Quello di Tsering è un film necessario ancora prima che importante. E lo è per tutta quella serie di temi universali del quale si è fatto portatore sano, ma anche per le emozioni che è in grado di suscitare nel fruitore di turno e per la storia che con coraggio è riuscita a raccontare. Una storia, quella al centro della pellicola, che ci porta al seguito di Pema, una sedicenne che vive nelle remote montagne del Tibet. Per generazioni, la sua famiglia ha coltivato i campi di orzo in pace. Ma quando le autorità cinesi arrestano il padre di Pema, il suo mondo va in frantumi. Una suora buddista del monastero locale conosce Pema e la invita a unirsi a un gruppo che intende fuggire a piedi dalla persecuzione cinese attraverso l’Himalaya verso l’India. Pema è lacerata: può lasciare la sua famiglia nel momento di difficoltà? Ha il diritto o il coraggio di unirsi alla sua amica e cercare una nuova vita? Ovviamente per scoprire quale sarà il suo destino dovrete vedere il film (un’altra occasione è offerta dal cartellone del 66esimo Trento Film Festival), ma sin dalla sinossi è facile intuire quale siano stati gli ostacoli che il cineasta cinese ha dovuto affrontare per portarlo a termine.
Raccontato attraverso gli occhi di un’adolescente, Barley Fields on the Other Side of the Mountain è un film sul prezzo della libertà e su chi decide di pagarlo. Girato interamente in Himalaya con un cast di non professionisti, il film ha il merito di dare voce ai popoli oppressi del Tibet attraverso una storia universale sull’amore dei genitori per i loro figli. Lo schierarsi apertamente a favore delle vittime di questa oppressione e violazione della libertà collettiva e individuale ha giocoforza reso il percorso produttivo dell’opera ancora più difficoltoso e tortuoso. La pellicola e la storia che narra sono un grido d’aiuto per squarciare il silenzio, per provare ad aprire un varco – quantomeno informativo – nel “muro” eretto dal Governo cinese per evitare che se ne parli e allo stesso tempo un atto di denuncia contro una condizione che da decenni crea dolore e sofferenza in un popolo, al quale è negato il diritto di scegliere.
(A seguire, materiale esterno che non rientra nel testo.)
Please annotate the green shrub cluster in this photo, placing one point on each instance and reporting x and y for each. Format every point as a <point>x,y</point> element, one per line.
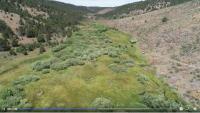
<point>59,48</point>
<point>14,96</point>
<point>102,103</point>
<point>26,79</point>
<point>39,66</point>
<point>160,102</point>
Tsering passa attraverso il romanzo di formazione per imprimere sulle pagine dello script prima e sui fotogrammi della sua messa in quadro poi un film di impegno civile, che seguendo traiettorie narrative lineari, nonostante qualche digressione di troppo nella parte centrale della timeline, colpisce nel segno. E per farlo usa un realismo di natura antropologica e lampi improvvisi di lirismo che, una volta combinati con l’intensa e densa interpretazione della non professionista Tsering Choekyi nei panni di Pema, generano momenti dal forte impatto emotivo che hanno nel toccante epilogo il punto più alto.